Vento e pioggia. A me la montagna piace così. “Sei pazza”, dicono gli amici. Io e la mia famiglia vivevamo a valle e dalla finestra vedevo i monti proteggerci da lontano, una muraglia cinese creata dalla natura. Mio padre per lavoro non stava quasi mai a casa e non mi portava in cima. Non ho mai saputo perché. Peccato. “Domani andremo lì in alto”, annunciò a sorpresa un giorno, indicando con il dito l'orizzonte. Ero una ragazzina e lo avevo sempre desiderato. Quella notte non dormii. Era buio quando bussò alla porta per svegliarmi. Ero pronta, lo zaino colorato nell'angolo della stanza aspettava soltanto di essere preso. Un cenno e ci incamminammo. Mio padre andava veloce e non rallentava anche se ero in chiara difficoltà. Come un cucciolo con la madre, non lo perdevo di vista. Per orgoglio, non chiesi mai di andare piano o fermarci. Avevo il sospetto che lo facesse apposta. Una volta lo vidi sorridere di nascosto, ma non ne sono sicura. Avvolta nel buio, la mia unica preoccupazione era non cadere. Il sentiero diventava sempre più ripido. L'escursione non era come l'avevo immaginata. Mi mancava il fiato e per la fatica sognavo di sdraiarmi sull'erba e stare ferma come un oggetto abbandonato osservando il cielo. Mentre ero impegnata a dosare i passi e metterli nel posto giusto per non scivolare, fummo inondati dall'alba. Lo schiaffo di luce ci sorprese e in un attimo passammo dalla notte al giorno. Mio padre si fermò. Il sole illuminava le rocce e gli alberi, regalando l'illusione di scaldarci un poco. Anche se non esperta, sapevo che i raggi erano ancora freddi, ovviamente, ma questo mi bastava. Guardai la valle lontana e non pensavo di aver camminato tanto: tetti e finestre brillavano.
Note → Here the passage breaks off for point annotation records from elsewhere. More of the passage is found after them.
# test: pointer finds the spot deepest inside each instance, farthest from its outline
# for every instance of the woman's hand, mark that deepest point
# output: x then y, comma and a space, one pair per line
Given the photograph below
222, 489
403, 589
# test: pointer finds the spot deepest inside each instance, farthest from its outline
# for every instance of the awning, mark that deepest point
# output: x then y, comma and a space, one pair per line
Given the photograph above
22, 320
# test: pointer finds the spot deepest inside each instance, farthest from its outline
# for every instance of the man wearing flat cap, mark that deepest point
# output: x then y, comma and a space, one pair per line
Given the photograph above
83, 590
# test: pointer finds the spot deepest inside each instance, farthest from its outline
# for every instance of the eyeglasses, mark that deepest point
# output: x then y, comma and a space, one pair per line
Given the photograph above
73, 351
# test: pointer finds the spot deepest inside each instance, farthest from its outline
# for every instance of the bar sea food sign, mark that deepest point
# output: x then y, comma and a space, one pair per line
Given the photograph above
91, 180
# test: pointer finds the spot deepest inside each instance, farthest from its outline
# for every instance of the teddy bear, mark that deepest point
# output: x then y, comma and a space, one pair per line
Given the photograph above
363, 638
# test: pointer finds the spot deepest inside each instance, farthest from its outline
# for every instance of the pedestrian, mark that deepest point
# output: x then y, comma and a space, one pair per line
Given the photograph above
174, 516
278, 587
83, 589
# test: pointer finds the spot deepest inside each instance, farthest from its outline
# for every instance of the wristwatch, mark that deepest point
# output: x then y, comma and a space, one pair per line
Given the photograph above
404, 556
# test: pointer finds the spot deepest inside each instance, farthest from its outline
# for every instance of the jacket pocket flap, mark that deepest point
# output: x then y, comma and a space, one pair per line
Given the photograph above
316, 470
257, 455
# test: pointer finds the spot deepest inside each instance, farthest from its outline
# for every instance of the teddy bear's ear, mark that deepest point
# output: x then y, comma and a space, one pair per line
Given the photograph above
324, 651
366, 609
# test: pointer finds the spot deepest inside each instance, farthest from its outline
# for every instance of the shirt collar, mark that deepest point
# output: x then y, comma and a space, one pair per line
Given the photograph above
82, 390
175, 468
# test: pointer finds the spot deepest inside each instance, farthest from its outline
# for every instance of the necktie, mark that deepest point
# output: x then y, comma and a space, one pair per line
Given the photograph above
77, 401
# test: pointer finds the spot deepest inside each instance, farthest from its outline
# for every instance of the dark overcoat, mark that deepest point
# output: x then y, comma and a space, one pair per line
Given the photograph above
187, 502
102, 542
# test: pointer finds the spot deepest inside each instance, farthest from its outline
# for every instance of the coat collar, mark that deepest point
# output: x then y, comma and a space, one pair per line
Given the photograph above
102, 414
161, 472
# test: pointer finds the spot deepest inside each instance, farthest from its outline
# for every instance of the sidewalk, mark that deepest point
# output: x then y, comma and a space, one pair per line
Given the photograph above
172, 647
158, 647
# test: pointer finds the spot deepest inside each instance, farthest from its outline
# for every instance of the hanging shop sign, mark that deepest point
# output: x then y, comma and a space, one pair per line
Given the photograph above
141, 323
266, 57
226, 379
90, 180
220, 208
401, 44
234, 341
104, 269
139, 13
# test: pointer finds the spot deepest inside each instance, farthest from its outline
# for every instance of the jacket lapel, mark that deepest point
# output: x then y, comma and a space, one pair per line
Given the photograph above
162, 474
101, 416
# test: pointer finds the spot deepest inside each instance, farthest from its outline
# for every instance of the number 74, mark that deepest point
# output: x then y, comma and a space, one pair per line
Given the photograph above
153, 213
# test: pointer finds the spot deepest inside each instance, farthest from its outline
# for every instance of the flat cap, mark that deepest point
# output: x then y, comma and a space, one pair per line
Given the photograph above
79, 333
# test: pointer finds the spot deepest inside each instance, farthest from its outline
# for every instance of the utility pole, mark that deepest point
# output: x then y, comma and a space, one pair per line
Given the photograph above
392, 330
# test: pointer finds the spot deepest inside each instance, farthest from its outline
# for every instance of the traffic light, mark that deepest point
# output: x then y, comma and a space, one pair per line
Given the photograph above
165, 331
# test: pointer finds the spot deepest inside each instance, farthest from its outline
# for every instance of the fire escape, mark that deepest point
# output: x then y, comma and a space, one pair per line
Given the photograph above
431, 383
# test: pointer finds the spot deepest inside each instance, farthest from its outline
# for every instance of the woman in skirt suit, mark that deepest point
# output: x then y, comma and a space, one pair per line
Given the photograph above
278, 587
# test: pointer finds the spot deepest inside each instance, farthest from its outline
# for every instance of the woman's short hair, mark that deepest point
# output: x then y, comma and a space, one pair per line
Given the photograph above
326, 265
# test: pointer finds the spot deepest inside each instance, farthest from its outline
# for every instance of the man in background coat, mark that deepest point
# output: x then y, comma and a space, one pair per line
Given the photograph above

Non lontano da noi alcune foglie si mossero. Mio padre fece segno di stare fermi. La nostra era zona di lupi e di orsi. “Improbabile in questo periodo”, dissi a me stessa per rassicurarmi, ricordandomi di una discussione, una volta, in famiglia. Il cuore batteva a mille. Guardammo quel cespuglio: uscirono sei piccoli cinghiali con le caratteristiche striature orizzontali. Buffi e teneri, si aggiravano nel prato come se non ci fossimo. La natura ignorava noi umani. Tirai un sospiro di sollievo. “Presto, andiamo via. Nei dintorni ci sarà la madre, meglio per noi non incontrarla”, ordinò mio padre. Ci allontanammo e, ogni tanto, mi voltavo per vedere i cuccioli. La cima non era lontana ma iniziò leggermente a piovere e fummo costretti a tornare indietro. “Peccato, mi spiace. Non proseguiamo. Sarai delusa, ma non possiamo rischiare. Si torna a casa, piccola”. Ero contenta di camminare sotto la pioggia ma non glielo dissi. Dopo l'incontro con i cinghiali, scambiammo al massimo tre, quattro parole. Credo che mio padre volesse farmi capire che in montagna si va in silenzio e che, nel silenzio, si apprezzano di più persone e cose che ci circondano. Una regola valida in ogni circostanza. Senza sprecare parole, com'era nel suo stile, quell'escursione fu il suo insegnamento di vita.
“Ciao cara, pronta per i massaggi?”. È una delle due infermiere che si prendono cura del mio corpo. È di famiglia, ormai. Il venerdì tocca a lei: sempre gentile, non manca mai di sorridermi. Mi chiamo Elisa, 28 anni, tetraplegica da una vita. Le montagne, il vento, il cielo sono nella mia stanza. Crocifissa nel letto, posso alzare gli occhi e guardare il soffitto: l'ho fatto dipingere blu cobalto per immaginare e viaggiare. L'incidente mi ha cambiato fuori, trasformandomi in un vecchio soprammobile ma senza intaccare l'animo. Se potessi muovermi, sognerei un'escursione con mio padre.